MVP Garcia, Rangers smash Astros to win ALCS
Written by I Dig SportsHOUSTON -- Adolis Garcia admired, flaunted and celebrated. He flung his bat and roared toward his own dugout and cupped his hands around his ears, seemingly basking in every moment that Game 7 of this American League Championship Series provided. At one point, as the Texas Rangers kept piling on runs and the home crowd grew increasingly more distraught, he even heard faint "MVP" chants.
They were prophetic.
The Rangers raced past the defending champion Houston Astros in their own building on Monday night, capturing an 11-4 victory to punch their ticket to the World Series. And Garcia -- the man who triggered a benches-clearing incident during a controversial hit by pitch in Game 5, then provided the devastating blow with a prodigious grand slam in Game 6 -- had his fingerprints all over it, solidifying MVP honors after a dynamic ALCS performance.

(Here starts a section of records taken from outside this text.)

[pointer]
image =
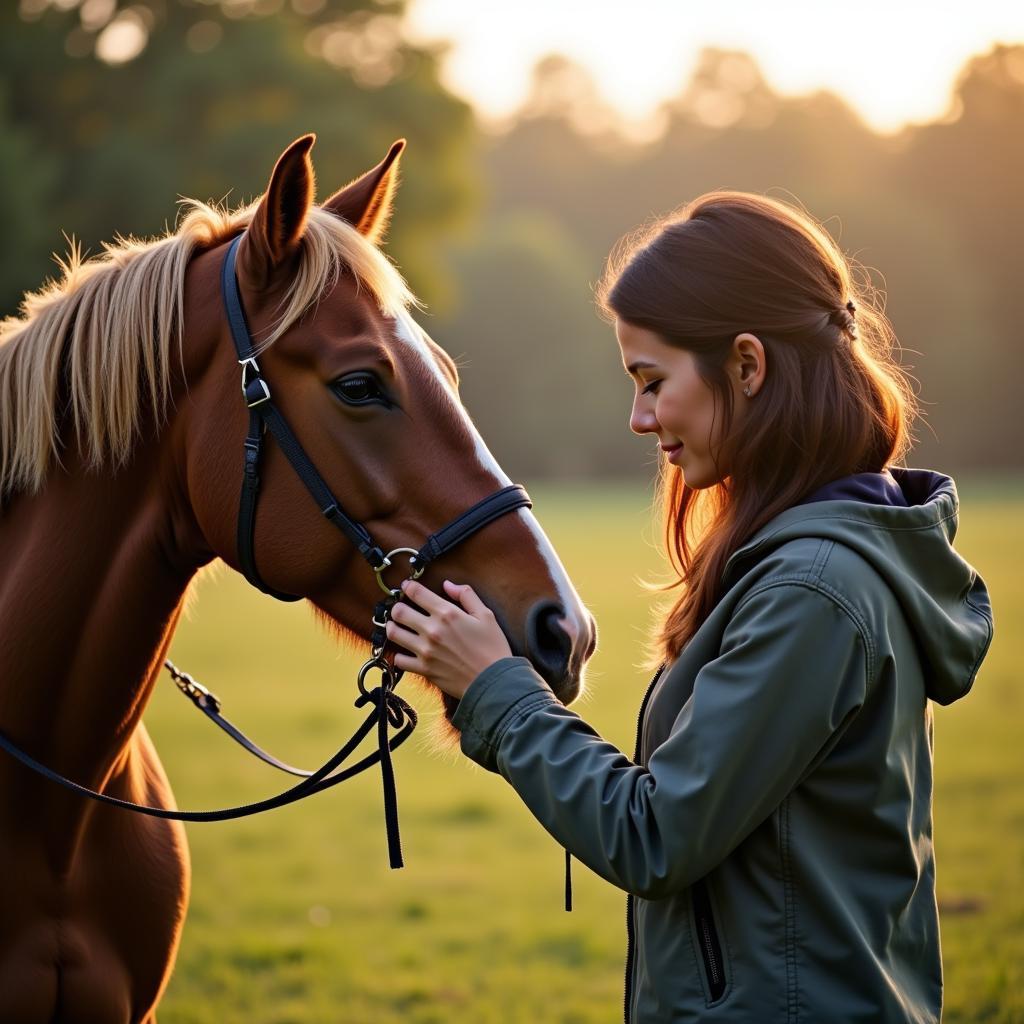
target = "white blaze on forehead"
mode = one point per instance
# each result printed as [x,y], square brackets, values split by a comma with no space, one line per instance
[408,331]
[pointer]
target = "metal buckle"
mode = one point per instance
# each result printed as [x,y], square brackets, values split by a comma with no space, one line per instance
[197,692]
[251,364]
[386,674]
[378,569]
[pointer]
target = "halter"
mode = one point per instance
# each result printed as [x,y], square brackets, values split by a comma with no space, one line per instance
[388,708]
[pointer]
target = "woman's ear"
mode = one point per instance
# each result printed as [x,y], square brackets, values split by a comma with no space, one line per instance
[747,365]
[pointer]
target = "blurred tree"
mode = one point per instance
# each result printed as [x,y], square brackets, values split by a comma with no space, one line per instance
[930,219]
[527,322]
[135,103]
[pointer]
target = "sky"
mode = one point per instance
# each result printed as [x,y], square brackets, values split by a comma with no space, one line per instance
[893,61]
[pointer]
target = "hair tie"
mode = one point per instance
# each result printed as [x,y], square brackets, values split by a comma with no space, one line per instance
[844,320]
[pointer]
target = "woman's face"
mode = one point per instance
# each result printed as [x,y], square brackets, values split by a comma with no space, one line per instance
[675,403]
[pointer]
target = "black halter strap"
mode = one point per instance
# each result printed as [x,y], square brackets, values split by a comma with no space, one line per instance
[388,708]
[263,414]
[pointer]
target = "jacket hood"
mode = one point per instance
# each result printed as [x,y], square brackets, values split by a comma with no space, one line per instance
[902,521]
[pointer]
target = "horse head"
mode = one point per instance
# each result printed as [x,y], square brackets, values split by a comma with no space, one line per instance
[374,402]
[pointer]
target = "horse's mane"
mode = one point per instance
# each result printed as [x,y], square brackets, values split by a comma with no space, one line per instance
[105,331]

Garcia lined a Cristian Javier offering off the top of the left-field scoreboard in the first, settled for a single because he admired it too long, then promptly stole second base. In the third, he lofted a fly ball over the right-field fence to give the Rangers their fourth run. In the fourth, he provided the two-run single that highlighted a four-run inning and helped turn Game 7 into a laugher. And in the eighth, he unleashed a towering fly ball that sailed into the Crawford Boxes and essentially ended the Astros.
Garcia finished the ALCS with 15 RBIs, a record for any postseason series. He homered in four consecutive games, tied for the most in any playoff series. And he became the second player in major league history -- along with Willie Stargell in the 1979 World Series -- with four hits and a home run in a Game 7. Garcia, of course, hit two of them.
"This team, right here, we're a family, and they push me to play hard," Garcia said at the podium. "It's nothing without the love of my teammates."
The Rangers, who will host the winner of Tuesday's decisive National League Championship Series game between the Philadelphia Phillies and the Arizona Diamondbacks, are the fourth team to reach the World Series within two years of losing 100 games.
The Rangers lost exactly 102 in 2021. Later that offseason, they spent a combined $500 million on two cornerstone middle infielders in Corey Seager and Marcus Semien. The following year, they spent nearly $250 million to outfit their rotation with Jacob deGrom, Nathan Eovaldi and Andrew Heaney. At midseason, they traded for Max Scherzer, who recorded the first eight outs of Game 7, and Jordan Montgomery, who got the next seven. Along the way, Jonah Heim improved behind the plate, Nathaniel Lowe became a Silver Slugger, Josh Jung and Evan Carter emerged, and Garcia developed into a star, giving the Rangers one of the sport's most prolific offenses.
Their road was treacherous. But Bruce Bochy, a three-time champion who returned from a three-year hiatus to manage the 2023 Rangers, provided the steady hand that guided the Rangers through it. Texas gave up the division to Houston on the final day of the regular season, and instead was forced to play in the wild-card round with an unsteady bullpen. It triggered a stunning seven-game postseason winning streak. The Rangers won back-to-back games against the Tampa Bay Rays, then swept the Baltimore Orioles in three division series games and took both games from the Astros in Houston's Minute Maid Park to begin this ALCS. The Rangers lost three straight at Globe Life Field in Arlington, Texas, the last one on a ninth-inning three-run homer from Jose Altuve in Game 5. But they came back to win Game 6 and never trailed in Game 7.
"We've done it all year," Bochy said at the podium during the trophy presentation. "We've had our streaks, we've had our injuries, and we just keep getting up."
Javier, who gave up just two runs through his first four postseason starts combined, gave up three runs in the first inning, serving up a 440-foot homer to Seager, a long single to Garcia and another run-scoring single to Mitch Garver. The Astros threatened off Scherzer in the third, but the Rangers came back with four runs off J.P. France in the top of the fourth. In the sixth, Lowe's two-run homer proved to be the dagger. Garcia's homer in the eighth was superfluous. Over his last six at-bats of this series, he had five hits, three of which were home runs. He drove in nine runs in that stretch alone.
The Rangers will make their third appearance in the World Series, having also been there in 2010 and 2011. Their 60-plus-year history does not include a single championship.
They can change that with four more wins.